Friday, September 7, 2012

Trusting Our Sacred Pause

Cultivating the habit of slowing down, arresting our forward movement for a moment in order to recollect ourselves, is called Sacred for a reason. Sacred means set apart, permeable to that which is More. A sacred place is 'some' Where where this happens--more often than not.

A lot of us love sacred places and go to them when we can. There's a certain 'feel' about them--whether they're cathedrals, forests, standing stones, mountains, canyons or quiet park benches. Sacred places 'give' us something. They 'add' something to our lives--which we find so very welcome amid the work and worry of lives that so often seem to be subtracting lots of somethings.  

In this Wendell Berry poem (What We Need Is Here) we can perhaps sense, deeply, the inherent sacredness of Life--something always available, always possible, always potentially sustaining.


Geese appear high over us,
pass, and the sky closes. Abandon,
as in love or sleep, holds
them to their way, clear
in the ancient faith: what we need
is here. And we pray, not
for new earth or heaven, but to be
quiet in heart, and in eye,
clear. What we need is here.


It's come as a shock to discover I don't have to go anywhere to go to a sacred place. 'What we need is here.' 

This doesn't mean I plan to stop taking retreats and making pilgrimages--heaven forbid! It just means that life, in a strange and wonderful way, can be just as rich in our ordinary 'here' as in any extraordinary 'there'. 

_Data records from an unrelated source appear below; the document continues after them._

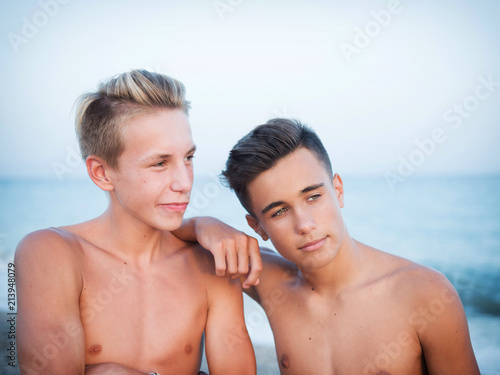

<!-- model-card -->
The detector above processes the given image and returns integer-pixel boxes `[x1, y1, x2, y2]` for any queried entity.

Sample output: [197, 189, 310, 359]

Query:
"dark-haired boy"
[223, 119, 479, 375]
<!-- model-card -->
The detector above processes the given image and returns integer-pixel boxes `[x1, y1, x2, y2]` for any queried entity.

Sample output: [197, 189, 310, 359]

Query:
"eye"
[307, 194, 321, 201]
[271, 207, 288, 217]
[152, 160, 167, 168]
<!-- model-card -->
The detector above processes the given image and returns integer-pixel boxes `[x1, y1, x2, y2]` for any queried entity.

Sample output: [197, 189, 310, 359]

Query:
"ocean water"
[0, 176, 500, 374]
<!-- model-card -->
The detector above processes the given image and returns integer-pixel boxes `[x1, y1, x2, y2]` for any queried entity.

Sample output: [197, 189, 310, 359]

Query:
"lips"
[299, 237, 326, 252]
[160, 202, 189, 212]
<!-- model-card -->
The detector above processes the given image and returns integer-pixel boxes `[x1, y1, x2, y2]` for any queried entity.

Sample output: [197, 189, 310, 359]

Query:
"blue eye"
[153, 160, 167, 167]
[271, 207, 288, 217]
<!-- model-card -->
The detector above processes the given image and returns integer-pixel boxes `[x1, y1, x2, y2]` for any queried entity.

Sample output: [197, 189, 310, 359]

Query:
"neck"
[92, 207, 178, 266]
[299, 231, 362, 295]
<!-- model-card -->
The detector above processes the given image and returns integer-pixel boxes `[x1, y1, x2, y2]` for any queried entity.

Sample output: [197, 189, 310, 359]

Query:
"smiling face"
[106, 109, 195, 231]
[247, 148, 346, 270]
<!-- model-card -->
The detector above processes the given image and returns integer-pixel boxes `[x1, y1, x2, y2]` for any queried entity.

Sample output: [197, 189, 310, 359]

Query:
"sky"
[0, 0, 500, 185]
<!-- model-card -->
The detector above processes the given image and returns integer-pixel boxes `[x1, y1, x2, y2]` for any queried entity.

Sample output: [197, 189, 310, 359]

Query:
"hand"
[194, 217, 262, 288]
[85, 362, 148, 375]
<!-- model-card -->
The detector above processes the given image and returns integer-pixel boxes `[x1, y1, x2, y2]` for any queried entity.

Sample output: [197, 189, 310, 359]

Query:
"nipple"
[88, 345, 102, 355]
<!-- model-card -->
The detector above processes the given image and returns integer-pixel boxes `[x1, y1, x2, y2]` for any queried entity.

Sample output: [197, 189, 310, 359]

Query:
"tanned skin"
[217, 148, 479, 375]
[15, 110, 256, 375]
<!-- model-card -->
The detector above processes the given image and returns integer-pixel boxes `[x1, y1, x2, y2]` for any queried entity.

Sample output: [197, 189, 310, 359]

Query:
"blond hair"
[75, 70, 190, 168]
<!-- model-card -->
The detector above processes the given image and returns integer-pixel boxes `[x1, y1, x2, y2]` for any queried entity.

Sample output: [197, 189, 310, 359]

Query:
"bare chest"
[80, 251, 207, 373]
[268, 293, 423, 375]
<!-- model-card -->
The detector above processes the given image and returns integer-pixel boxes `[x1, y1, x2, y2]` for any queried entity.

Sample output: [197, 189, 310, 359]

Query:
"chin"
[156, 216, 183, 232]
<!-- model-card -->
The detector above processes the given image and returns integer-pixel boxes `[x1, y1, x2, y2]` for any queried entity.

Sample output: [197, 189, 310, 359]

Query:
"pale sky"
[0, 0, 500, 179]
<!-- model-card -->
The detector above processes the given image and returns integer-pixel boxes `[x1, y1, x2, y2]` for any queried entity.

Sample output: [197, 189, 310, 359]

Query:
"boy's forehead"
[248, 148, 330, 206]
[121, 110, 194, 157]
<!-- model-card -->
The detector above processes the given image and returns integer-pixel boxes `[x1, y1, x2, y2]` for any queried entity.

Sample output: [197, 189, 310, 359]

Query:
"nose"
[171, 163, 193, 193]
[295, 209, 316, 234]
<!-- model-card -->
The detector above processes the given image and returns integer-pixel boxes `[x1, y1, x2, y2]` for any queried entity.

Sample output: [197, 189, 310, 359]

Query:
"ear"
[245, 215, 269, 241]
[85, 155, 114, 191]
[333, 173, 344, 208]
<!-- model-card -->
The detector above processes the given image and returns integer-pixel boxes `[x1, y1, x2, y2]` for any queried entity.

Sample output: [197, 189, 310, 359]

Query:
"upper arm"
[14, 230, 85, 375]
[418, 273, 479, 375]
[205, 277, 256, 375]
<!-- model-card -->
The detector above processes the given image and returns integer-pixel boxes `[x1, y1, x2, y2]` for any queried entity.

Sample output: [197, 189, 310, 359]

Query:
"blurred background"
[0, 0, 500, 374]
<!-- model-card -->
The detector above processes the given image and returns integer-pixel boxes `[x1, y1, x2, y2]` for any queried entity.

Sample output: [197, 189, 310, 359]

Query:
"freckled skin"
[280, 354, 290, 369]
[15, 110, 255, 375]
[88, 345, 102, 355]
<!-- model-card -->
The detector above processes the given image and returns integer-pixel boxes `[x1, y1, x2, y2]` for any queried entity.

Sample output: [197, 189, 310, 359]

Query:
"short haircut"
[221, 118, 333, 216]
[75, 70, 190, 169]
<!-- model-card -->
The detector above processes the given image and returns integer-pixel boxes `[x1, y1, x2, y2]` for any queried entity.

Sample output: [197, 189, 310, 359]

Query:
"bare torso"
[59, 228, 215, 374]
[257, 245, 445, 375]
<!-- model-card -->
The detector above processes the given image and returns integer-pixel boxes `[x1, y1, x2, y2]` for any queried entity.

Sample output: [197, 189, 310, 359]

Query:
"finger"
[238, 241, 249, 276]
[243, 237, 262, 288]
[213, 248, 226, 276]
[226, 245, 238, 275]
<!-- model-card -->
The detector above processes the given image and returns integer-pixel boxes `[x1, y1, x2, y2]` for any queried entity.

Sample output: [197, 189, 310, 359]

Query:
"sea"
[0, 174, 500, 375]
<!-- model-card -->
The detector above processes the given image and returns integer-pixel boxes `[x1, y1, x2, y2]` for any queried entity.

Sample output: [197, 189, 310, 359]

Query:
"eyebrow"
[260, 183, 325, 215]
[144, 145, 196, 162]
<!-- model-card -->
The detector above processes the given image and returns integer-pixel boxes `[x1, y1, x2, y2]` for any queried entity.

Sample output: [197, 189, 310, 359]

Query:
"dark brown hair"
[221, 118, 333, 216]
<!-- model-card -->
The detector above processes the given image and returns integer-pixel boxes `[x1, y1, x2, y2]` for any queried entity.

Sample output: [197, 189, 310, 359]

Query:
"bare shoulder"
[15, 228, 80, 261]
[370, 249, 459, 306]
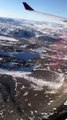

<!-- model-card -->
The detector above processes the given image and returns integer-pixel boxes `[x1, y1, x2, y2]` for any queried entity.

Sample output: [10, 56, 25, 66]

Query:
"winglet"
[23, 2, 34, 11]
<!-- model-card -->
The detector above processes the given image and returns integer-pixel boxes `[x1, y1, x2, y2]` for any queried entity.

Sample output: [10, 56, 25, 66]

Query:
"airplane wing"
[23, 2, 67, 24]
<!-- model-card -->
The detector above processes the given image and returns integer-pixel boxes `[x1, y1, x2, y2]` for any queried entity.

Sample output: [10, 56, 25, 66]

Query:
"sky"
[0, 0, 67, 21]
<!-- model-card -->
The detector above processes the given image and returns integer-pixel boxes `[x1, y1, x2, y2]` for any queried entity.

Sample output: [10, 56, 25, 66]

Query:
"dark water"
[0, 33, 67, 120]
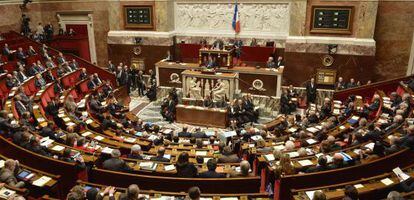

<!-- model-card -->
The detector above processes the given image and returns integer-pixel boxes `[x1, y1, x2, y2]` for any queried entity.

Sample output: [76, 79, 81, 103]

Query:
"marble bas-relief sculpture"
[175, 2, 290, 35]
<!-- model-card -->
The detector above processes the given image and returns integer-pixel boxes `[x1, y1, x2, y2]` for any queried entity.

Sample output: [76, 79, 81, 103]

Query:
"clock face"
[133, 46, 142, 56]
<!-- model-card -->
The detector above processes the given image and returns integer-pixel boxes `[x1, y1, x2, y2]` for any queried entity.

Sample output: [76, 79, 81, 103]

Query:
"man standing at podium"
[306, 78, 316, 105]
[212, 39, 224, 50]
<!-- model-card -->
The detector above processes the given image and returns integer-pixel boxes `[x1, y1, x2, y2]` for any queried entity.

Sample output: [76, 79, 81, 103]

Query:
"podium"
[181, 70, 238, 101]
[198, 49, 233, 67]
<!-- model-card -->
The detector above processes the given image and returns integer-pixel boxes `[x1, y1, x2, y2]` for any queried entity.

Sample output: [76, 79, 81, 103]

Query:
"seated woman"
[35, 74, 46, 90]
[175, 152, 198, 178]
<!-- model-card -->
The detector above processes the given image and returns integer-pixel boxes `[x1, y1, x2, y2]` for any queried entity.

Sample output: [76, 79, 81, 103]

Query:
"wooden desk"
[155, 61, 284, 97]
[176, 105, 227, 128]
[181, 70, 238, 101]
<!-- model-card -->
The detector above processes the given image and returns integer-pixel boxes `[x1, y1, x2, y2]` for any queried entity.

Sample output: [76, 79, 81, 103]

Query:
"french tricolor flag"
[232, 1, 240, 34]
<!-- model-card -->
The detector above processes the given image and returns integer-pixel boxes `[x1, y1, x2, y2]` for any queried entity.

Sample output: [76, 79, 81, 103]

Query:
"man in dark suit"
[40, 121, 60, 141]
[275, 56, 285, 68]
[401, 125, 414, 150]
[106, 60, 115, 73]
[306, 155, 328, 173]
[306, 78, 316, 105]
[0, 159, 25, 188]
[79, 68, 88, 80]
[335, 77, 346, 90]
[16, 47, 27, 63]
[346, 78, 358, 88]
[328, 153, 348, 169]
[46, 99, 59, 117]
[102, 114, 117, 130]
[198, 158, 226, 178]
[69, 59, 79, 71]
[212, 39, 224, 50]
[127, 144, 143, 160]
[218, 146, 240, 163]
[88, 75, 97, 90]
[3, 43, 12, 59]
[193, 127, 208, 138]
[119, 184, 140, 200]
[6, 74, 18, 89]
[178, 126, 191, 137]
[89, 95, 104, 119]
[14, 95, 29, 116]
[102, 149, 133, 172]
[150, 147, 170, 162]
[57, 52, 66, 65]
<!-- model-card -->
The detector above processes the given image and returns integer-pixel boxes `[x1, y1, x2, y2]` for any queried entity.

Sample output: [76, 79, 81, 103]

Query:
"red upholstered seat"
[80, 81, 89, 93]
[27, 79, 37, 94]
[42, 93, 51, 102]
[41, 98, 48, 108]
[47, 86, 56, 98]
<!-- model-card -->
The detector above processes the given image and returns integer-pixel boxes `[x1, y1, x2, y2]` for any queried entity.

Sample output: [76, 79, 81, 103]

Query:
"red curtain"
[66, 24, 88, 36]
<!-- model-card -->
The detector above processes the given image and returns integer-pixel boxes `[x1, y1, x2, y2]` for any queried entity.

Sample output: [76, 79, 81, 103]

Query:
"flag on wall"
[232, 1, 240, 34]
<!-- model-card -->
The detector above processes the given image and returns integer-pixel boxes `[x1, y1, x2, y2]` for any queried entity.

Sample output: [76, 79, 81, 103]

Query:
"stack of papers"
[0, 187, 16, 199]
[298, 160, 313, 167]
[264, 154, 275, 162]
[94, 135, 105, 141]
[164, 165, 175, 171]
[102, 147, 113, 154]
[196, 151, 207, 156]
[82, 131, 92, 137]
[33, 176, 52, 187]
[52, 145, 65, 151]
[306, 138, 318, 145]
[381, 178, 394, 185]
[392, 167, 410, 182]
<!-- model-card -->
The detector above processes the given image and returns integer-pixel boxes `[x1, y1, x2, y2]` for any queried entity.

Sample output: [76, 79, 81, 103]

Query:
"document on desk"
[164, 165, 175, 171]
[33, 176, 52, 187]
[305, 190, 322, 199]
[264, 154, 275, 161]
[0, 187, 16, 199]
[52, 145, 65, 151]
[298, 160, 313, 167]
[196, 151, 207, 156]
[392, 167, 410, 182]
[381, 178, 394, 185]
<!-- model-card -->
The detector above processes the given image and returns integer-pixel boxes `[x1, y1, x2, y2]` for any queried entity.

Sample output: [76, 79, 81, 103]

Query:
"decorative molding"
[285, 36, 376, 56]
[56, 11, 97, 63]
[174, 0, 290, 37]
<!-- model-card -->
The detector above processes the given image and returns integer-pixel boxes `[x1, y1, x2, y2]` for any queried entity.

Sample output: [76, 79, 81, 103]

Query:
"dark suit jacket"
[175, 163, 197, 178]
[193, 132, 208, 138]
[102, 158, 133, 172]
[198, 171, 226, 178]
[178, 132, 191, 137]
[46, 102, 59, 116]
[150, 156, 170, 162]
[217, 154, 240, 163]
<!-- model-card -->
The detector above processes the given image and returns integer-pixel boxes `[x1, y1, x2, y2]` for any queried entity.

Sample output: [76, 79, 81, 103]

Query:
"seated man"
[150, 147, 170, 162]
[328, 153, 348, 169]
[266, 57, 276, 69]
[178, 126, 191, 137]
[127, 144, 143, 160]
[119, 184, 140, 200]
[198, 159, 226, 178]
[35, 74, 46, 90]
[0, 159, 24, 188]
[192, 127, 208, 138]
[218, 146, 240, 163]
[102, 149, 133, 172]
[188, 187, 201, 200]
[230, 160, 254, 178]
[275, 56, 285, 68]
[203, 95, 214, 108]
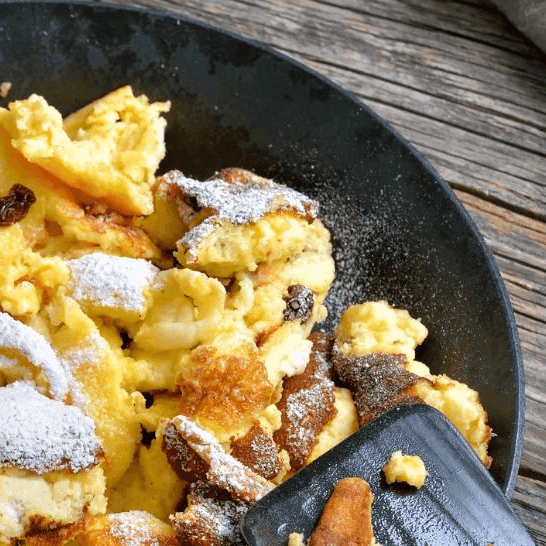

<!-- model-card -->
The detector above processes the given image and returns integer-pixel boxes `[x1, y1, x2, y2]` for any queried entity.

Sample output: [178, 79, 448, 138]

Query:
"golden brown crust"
[163, 421, 210, 482]
[273, 338, 337, 470]
[308, 478, 375, 546]
[333, 347, 427, 427]
[227, 423, 283, 480]
[160, 415, 274, 504]
[177, 344, 273, 430]
[171, 483, 248, 546]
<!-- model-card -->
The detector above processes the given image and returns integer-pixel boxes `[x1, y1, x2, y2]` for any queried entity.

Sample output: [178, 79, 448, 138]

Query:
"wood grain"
[105, 0, 546, 545]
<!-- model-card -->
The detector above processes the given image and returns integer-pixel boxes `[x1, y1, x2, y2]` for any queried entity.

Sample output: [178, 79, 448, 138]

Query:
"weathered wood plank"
[512, 476, 546, 546]
[103, 0, 546, 536]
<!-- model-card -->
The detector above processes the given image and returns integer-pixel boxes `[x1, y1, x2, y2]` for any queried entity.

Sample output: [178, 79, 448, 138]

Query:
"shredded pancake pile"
[0, 87, 491, 546]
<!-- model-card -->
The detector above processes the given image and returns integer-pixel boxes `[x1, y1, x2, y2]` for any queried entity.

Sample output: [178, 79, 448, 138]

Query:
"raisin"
[0, 184, 36, 227]
[283, 284, 314, 324]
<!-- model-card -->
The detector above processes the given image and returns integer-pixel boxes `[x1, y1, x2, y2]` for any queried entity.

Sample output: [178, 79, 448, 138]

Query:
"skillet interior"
[0, 2, 524, 497]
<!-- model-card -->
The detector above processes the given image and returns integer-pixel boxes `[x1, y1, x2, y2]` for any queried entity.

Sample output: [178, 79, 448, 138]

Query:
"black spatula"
[243, 404, 534, 546]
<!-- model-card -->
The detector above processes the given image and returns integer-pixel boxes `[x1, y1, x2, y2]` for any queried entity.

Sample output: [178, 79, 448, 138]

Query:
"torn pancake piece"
[0, 382, 106, 544]
[333, 347, 427, 427]
[66, 252, 160, 323]
[0, 86, 170, 215]
[0, 381, 102, 474]
[171, 482, 248, 546]
[163, 415, 273, 504]
[383, 450, 427, 489]
[155, 169, 330, 277]
[0, 311, 69, 400]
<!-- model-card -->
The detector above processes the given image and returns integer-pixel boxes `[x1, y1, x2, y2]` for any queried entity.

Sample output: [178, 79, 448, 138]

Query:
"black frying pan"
[0, 2, 524, 497]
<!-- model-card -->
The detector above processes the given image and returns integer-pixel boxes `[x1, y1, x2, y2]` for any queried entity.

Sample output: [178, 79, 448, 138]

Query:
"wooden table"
[106, 0, 546, 545]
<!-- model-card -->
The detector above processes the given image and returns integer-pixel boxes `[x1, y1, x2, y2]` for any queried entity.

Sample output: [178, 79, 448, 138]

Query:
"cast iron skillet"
[0, 2, 524, 497]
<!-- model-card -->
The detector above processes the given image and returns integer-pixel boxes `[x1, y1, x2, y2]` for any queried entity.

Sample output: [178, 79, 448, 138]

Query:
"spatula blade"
[242, 404, 534, 546]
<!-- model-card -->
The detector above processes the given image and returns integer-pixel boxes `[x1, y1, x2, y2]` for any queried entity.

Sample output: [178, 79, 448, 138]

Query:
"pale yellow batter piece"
[0, 86, 490, 546]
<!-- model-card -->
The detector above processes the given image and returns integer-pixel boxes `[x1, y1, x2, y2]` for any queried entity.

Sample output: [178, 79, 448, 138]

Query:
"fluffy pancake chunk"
[308, 478, 376, 546]
[336, 301, 428, 362]
[106, 426, 186, 521]
[21, 510, 179, 546]
[0, 123, 161, 260]
[332, 302, 492, 467]
[171, 483, 248, 546]
[163, 415, 273, 504]
[66, 252, 159, 325]
[0, 466, 106, 546]
[0, 225, 69, 318]
[51, 306, 145, 487]
[383, 451, 427, 489]
[134, 268, 225, 351]
[408, 361, 493, 468]
[154, 169, 330, 277]
[0, 381, 102, 474]
[177, 335, 273, 441]
[0, 311, 69, 400]
[0, 382, 106, 544]
[0, 86, 170, 215]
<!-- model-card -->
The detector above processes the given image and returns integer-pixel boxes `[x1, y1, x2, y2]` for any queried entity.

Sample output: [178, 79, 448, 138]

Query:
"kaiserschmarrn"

By cultivating a habit of the Sacred Pause over time, we prove to ourselves this is so. When we stop our usual down-pat ways of 'doing' life and start making room for ROOM--open, patient, playful, curious, kind--we get reoriented over and over to what matters most to us. This begins to happen so consistently that we can't help but trust the process more and more and more. 

Instead of being convinced that what we need is 'there' we move more and more into realizing what we need is 'here'--our here, not somebody else's. 

Practice builds trust. Trust sustains practice--a gracious spiral into sacred space.